本家engadget等でちらと見かけたのが2007年ぐらいだったことからすると、構想・制作に4年ぐらいはかかっていると思われるYAMAHAが音楽屋の意地にかけて制作したDAP兼ワークアウトグッヅ兼楽器(!?)が5月15日から一般でも入手可能になったらしい。
日経BPの開発者インタビューは実に正直すぎる部分も含めて面白かった。東芝のテレビ屋さんのインタビューなどもその傾向が強いけど、技術者のインタビューはどうせ難しいこと言っていて一般消費者には読まれないだろうという認識でもあるのか、一応広報は通しているだろうに脇の甘い、その分面白い内容がボロボロ出ていることが多い。特にYAMAHAは株式市場に気を遣う必要が無い分その辺が楽なのかもしれない。そもそもそういう環境でもなければこのご時世に開発とテストにこれだけの長期間をかけた商品は出てこないわなとも思う。*1

ともあれ、期待は大きいのだけれども実物に触る機会がないのでレビュー的な事はかけない。

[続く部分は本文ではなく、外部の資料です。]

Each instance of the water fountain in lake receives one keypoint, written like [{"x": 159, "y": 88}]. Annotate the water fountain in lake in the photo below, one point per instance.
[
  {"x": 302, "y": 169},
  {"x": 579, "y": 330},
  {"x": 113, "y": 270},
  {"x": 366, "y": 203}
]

じゃあ、なにを書きたくてこんな稿を起こしたのかと言えば、ちょっと商売的な部分で危ない方向に進んでしまっているのではないかと危惧しているからだ。

ブログ等への露出も製品レビュー記事も出そろっているが、市場を見ると存在感がない。いまのところメーカーサイトでの直販とスポーツ用品の小売り系列にある程度独占的に供給しているだけのようだ。店頭で手に取れるのはまだ関東方面に限られる。

元々、新しいコンセプトの商品で本来は競合が無い状態のはずが、家電量販店的な場に出してしまうと有り体に言って他社のDAPと比較されてしまうことを恐れているようだ。スポーツ用品店なら使い方のフォローアップも期待できる。

製品にかける情熱を記事から読み取ると、ガジェットマニアの玩具にはしたくないと言う思いはひしひしと伝わる。

出来れば得意の楽器屋系列で売りたいところだっただろう。

だけど、やっぱりこの製品のアーリーアダプターはいわゆる人柱と言われるガジェットマニア達だと思う。自分を含めて。

そして多分彼らはこの渾身の製品を安く見積もったりはしないと思う。まあ時節柄いつもよりこの価格帯の製品には手が出にくいとは思うけど。

何となく特殊なルートに限定して流通している状況はかえって割高感を演出しているし、単純に楽天やアマゾンに出品がない時点で露出がかなり抑えられている。意図的に操作して市場に飢餓感を生んでいるならそれも良いとは思うけど、記事からはコネクションがないからやむを得なくこの状況になっているように読める。

YAMAHAは時にオーバースペックな商品を平然と店頭に並べるかと思えばあっさりと高評価の部門から撤退したりする意志決定のわかりにくい会社でもあると思う。

この商品は非常に大きなポテンシャルを秘めているし、数さえ出てしまえばニコ動等で新しい楽器としてのムーブメントを起こせるかもしれない。制作会社の意図しない動きが予想できる商品は無理して流通をコントロールすると勢いを失ってもったいない商品になってしまう可能性が高い。

YAMAHAには是非そろそろ英断を下していただきたいものだ。

*1:この一文は何故かYAMAHAは上場していないと思い込んでいた僕の勘違いでした。まあ、長期的な視野で商品開発が出来る希有な企業という意味で良い方にとっていただければ幸いです。